Phosphorylation of CRMP2 at T555 has been demonstrated to dissociate CRMP2 from kinesin (Mokhtar et al., 2018) which is a motor protein responsible for carrying various cargos (proteins and organelles) along microtubules (Figure 14-2). Since impaired transport of WAVE1 can cause spine loss, phosphorylation of CRMP2 at T555 should play a critical role in Aβ-mediated spine loss. In agreement, AD patients demonstrated elevated phosphorylation of CRMP2 at the T555 site (Mokhtar et al., 2018).
As mentioned above, T555 is the phosphorylation site of Rho kinase which can be activated by the small GTPase RhoA. Pyk2 may induce the RhoA signaling via GTPase activating proteins (GAPs), guanine exchange factors (GEFs) and guanine nucleotide dissociation inhibitors (GDIs) (Ying et al., 2009).

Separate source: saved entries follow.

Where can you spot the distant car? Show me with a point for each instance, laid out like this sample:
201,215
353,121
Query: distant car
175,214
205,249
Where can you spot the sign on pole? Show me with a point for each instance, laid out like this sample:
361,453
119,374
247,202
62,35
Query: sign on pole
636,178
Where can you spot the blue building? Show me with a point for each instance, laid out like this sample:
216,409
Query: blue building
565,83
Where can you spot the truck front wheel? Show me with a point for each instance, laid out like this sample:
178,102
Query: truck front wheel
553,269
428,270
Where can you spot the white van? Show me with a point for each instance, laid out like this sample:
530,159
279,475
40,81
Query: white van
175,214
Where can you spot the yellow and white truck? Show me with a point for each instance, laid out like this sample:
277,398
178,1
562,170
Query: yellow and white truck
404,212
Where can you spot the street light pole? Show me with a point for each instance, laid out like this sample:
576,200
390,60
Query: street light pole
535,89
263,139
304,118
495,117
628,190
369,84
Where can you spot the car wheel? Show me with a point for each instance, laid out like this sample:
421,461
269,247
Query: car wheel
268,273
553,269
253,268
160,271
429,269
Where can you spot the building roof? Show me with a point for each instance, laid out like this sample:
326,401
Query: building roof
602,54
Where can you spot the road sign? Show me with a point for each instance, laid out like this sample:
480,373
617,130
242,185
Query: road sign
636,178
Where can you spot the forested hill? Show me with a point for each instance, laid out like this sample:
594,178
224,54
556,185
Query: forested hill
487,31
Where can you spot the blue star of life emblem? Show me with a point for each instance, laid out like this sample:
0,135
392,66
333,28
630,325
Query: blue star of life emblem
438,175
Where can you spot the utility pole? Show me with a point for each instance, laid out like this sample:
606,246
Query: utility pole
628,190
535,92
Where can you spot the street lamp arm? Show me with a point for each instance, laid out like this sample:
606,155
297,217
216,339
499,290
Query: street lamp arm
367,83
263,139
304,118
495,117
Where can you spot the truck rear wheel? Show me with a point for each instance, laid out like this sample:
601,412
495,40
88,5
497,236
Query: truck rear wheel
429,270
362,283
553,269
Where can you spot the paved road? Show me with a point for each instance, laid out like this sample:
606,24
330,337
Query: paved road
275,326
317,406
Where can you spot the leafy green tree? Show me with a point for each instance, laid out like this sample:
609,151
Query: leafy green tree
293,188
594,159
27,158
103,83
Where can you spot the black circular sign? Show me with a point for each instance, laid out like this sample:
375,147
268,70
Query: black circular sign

In line with this mechanism, Pyk2 signaling through Graf1 (a GAP) and RhoA has been demonstrated to be required for AβO-triggered synapse loss (Lee et al., 2019).
In summary, a clear picture of AβO-induced synaptic dysfunction is now emerging. The extracellular AβO may bind prion protein (PrPc) to induce mGluR5 signaling which leads to increased Ca2+ level in the cytosol. Elevated Ca2+, in turn, may enhance the activity of Fyn and Pyk2. The Tau protein is required for AβO-induced toxicity because it may facilitate synergistic coactivation between Fyn and Pyk2 (Chapter 13). Both Fyn and Pyk2 can lead to activation of GSK-3β, resulting in impaired transport of tubulin into the spine by phosphorylating CRMP2 at T514. This would disrupt synaptic functions, but may not be sufficient to cause spine loss. In addition to GSK-3β, Pyk2 also augments the activity of Rho kinase which targets the T555 site. Phosphorylation of CRMP2 at T555 inhibits its association with the microtubule motor protein, kinesin. Consequently, the WAVE1/Sra1 complex cannot be transported into the spine. WAVE1 is a key driver for the assembly of actin monomers into F-actin. Loss of WAVE1 has been demonstrated to reduce spine density.